Me mira con fijeza, como si quisiera comprobar que lo he entendido. Pues claro que lo he entendido. El que no lo ha entendido eres tú, que vuelves a leer por encima el informe del forense. Léelo otra vez, inútil. ¿No lo ves? Dice que la niña había comido hacía poco. Dulces, en grandes cantidades. Pero no los dulces que se tienen casa, ni caramelos ni gominolas. Almendras garrapiñadas, tarado. ¿Tienes almendras  garrapiñadas en casa? ¿Se ha fijado acaso en ello alguno de los compañeros que miras con la confianza que me niegas a mí? Ninguno. Ni se han dado cuenta.
Pero ya está bien de perder el tiempo.
¿Por qué hizo novillos la niña cumplidora, aplicada y responsable?
–La niña fue a la feria –digo.
Ya me he acostumbrado a tener que decir las cosas dos veces, como las mujeres, para que me hagan caso.
–La niña fue a la feria –les repito y ahora sí me miran.
Los compañeros una vez más demuestran tener la memoria y la capacidad de asociación de un pollo, lo que no ven no existe. Parece que ya ni se acuerdan de que hace dos semanas fue la fiesta mayor y de que hubo feria de atracciones, aunque seguramente algunos estuvieron ahí con sus hijos o con sus parejas. Y ya ni se acuerdan porque ahora los feriantes están en otra fiesta mayor en otra ciudad, no muy alejada de esta, para llegar a la cual pasaron por la carreta al lado de los canales. Son forasteros, no pueden saber que hay un azud acequia abajo.
Allí me acerqué esta tarde, cuando tuve la respuesta a la pregunta por qué había hecho novillos esa niña cumplidora, aplicada y responsable. Para ir a la feria.
Mis compañeros no se acuerdan de la noria ni de la tómbola. Ni siquiera cuando el inspector nos leyó las declaraciones de la gente, cayeron en ese guiño del universo, que nos calcó el “¡Qué alegría! ¡Qué alboroto! Otro perrito piloto”. Así cantaba el tipo al micrófono cuando me acerqué por la feria esta tarde.
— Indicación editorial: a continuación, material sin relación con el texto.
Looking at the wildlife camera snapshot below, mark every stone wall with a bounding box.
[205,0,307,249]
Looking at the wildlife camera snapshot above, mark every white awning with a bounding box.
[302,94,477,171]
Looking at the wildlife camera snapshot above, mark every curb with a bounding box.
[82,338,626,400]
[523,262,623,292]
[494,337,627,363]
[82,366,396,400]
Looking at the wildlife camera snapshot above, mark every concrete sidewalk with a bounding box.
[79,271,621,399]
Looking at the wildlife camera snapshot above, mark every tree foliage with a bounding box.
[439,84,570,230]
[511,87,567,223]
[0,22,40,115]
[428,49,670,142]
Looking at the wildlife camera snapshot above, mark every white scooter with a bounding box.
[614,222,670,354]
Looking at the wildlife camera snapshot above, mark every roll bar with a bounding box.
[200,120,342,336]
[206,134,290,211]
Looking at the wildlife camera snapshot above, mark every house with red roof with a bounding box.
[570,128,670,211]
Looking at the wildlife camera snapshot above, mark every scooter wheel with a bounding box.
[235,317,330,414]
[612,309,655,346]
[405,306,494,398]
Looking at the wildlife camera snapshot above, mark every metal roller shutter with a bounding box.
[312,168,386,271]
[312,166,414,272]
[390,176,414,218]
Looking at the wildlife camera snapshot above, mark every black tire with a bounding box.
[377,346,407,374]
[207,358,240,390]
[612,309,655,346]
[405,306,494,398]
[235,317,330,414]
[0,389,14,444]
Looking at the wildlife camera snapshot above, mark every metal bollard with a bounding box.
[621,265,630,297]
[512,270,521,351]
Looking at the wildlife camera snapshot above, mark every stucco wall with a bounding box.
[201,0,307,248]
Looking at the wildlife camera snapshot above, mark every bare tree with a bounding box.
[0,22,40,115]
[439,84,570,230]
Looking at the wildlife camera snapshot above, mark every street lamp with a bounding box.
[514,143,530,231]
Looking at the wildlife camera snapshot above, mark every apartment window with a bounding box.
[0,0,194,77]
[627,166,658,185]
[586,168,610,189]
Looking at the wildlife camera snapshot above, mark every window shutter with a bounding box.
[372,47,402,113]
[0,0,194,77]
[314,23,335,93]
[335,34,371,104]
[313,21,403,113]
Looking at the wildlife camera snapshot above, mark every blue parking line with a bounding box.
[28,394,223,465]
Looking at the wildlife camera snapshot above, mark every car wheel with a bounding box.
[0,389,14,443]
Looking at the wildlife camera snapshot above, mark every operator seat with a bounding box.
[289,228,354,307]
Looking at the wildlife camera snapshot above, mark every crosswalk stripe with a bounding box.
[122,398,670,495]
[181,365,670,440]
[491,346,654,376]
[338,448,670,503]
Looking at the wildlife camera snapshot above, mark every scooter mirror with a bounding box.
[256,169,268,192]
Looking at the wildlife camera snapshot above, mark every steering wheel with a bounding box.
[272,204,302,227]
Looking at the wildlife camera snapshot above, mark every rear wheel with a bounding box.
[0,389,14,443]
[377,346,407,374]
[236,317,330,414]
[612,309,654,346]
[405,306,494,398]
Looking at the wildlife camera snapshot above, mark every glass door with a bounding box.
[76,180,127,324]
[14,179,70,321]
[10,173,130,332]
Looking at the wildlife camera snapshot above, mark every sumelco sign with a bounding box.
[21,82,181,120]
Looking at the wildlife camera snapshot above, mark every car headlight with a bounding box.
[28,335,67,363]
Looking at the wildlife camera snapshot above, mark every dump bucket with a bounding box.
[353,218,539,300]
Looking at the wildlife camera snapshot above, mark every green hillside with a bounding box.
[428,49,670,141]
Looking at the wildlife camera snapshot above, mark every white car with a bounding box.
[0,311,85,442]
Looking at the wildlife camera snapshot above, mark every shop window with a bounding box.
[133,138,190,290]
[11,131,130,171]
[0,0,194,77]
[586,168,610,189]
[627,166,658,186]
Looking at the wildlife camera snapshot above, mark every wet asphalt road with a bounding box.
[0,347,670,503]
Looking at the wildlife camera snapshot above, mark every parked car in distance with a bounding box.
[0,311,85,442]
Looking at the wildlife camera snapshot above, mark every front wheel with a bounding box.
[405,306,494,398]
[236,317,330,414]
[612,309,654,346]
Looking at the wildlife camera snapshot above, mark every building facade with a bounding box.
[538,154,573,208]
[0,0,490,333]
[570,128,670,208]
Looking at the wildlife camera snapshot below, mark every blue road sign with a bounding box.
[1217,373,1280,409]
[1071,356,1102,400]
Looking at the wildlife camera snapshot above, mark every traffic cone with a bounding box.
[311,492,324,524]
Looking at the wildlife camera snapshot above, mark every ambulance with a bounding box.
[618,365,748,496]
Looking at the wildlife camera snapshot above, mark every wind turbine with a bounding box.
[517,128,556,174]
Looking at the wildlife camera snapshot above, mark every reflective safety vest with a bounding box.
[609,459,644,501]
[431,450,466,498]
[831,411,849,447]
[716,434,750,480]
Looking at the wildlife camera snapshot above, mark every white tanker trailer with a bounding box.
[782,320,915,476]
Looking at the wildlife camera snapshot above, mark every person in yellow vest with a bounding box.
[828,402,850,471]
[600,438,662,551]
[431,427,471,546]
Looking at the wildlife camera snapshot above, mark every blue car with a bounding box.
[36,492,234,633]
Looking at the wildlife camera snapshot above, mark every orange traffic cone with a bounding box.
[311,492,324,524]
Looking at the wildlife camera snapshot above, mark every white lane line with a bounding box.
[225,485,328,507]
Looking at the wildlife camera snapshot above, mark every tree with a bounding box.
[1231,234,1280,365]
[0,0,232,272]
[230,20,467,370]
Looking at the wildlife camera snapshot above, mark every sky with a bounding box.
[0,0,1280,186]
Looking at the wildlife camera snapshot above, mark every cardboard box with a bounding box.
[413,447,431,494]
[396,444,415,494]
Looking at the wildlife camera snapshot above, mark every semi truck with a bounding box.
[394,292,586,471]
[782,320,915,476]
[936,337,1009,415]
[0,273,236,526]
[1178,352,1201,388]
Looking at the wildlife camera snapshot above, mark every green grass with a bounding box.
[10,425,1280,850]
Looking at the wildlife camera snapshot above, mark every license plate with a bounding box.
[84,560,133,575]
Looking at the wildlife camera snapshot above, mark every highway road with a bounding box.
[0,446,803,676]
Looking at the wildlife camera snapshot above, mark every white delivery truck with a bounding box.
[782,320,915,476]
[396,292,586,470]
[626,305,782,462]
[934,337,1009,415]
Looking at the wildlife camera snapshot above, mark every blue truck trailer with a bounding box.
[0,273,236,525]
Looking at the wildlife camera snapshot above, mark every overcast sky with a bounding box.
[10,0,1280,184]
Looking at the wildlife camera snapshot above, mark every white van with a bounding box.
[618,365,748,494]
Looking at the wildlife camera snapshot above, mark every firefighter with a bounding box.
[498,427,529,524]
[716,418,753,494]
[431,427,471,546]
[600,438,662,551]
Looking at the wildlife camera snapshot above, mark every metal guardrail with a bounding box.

Pero pasé de largo.
Tampoco se acuerdan de la casa del terror, cuyo encargado me miró desafiante cuando me quedé un momento observándolo. “Ven, atrévete, gordo. Te morirás de miedo”, decían sus ojos. No llevo uniforme, no sabe lo que soy y, por eso, no se imagina lo que he tenido que ver. También pasé de largo.
No recuerdan la montaña rusa. También me acerqué por allí. La taquillera me miró burlona primero, asustada después al pensar que tal vez se me ocurriera subirme. Pasé de largo.
También de las escopetas de perdigones con las que tirar a una patos feos de metal, que hubiera tumbado sin pestañear. Los gordos podemos tener mucha puntería y muy mala baba. Otro día será. Pasé de largo.
Y llegué al tren de la bruja. Un trenecito que se mueve en círculos entrando y saliendo de una gruta oscura. Una atracción para niños cuya única gracia es que un tipo armado de una escoba y de muy mala leche te espera a veces dentro, a veces a la salida y a veces a la entrada de la gruta para atizarte un par de escobazos en la espalda o en la cabeza, que a veces dejan pequeños, minúsculos cortecitos en la nuca, en las manos con las que los niños se protegen de los golpes de la bruja, en la mejilla. Allí estaba el chico con la máscara verde de nariz ganchuda llena de verrugas; iba envuelto en una especie de albornoz rojo atado con un cordón grueso y rudo. No dije nada, me compré un cucurucho de almendras garrapiñadas en el puestecito de dulces que está enfrente. Desde allí lo observé y distinguí sus ojillos lúbricos al mirar a las niñas. Supe que era él.
Ya es hora de que estos lo sepan también. Abro el cucurucho.
–¿Alguien quiere una almendra garrapiñada?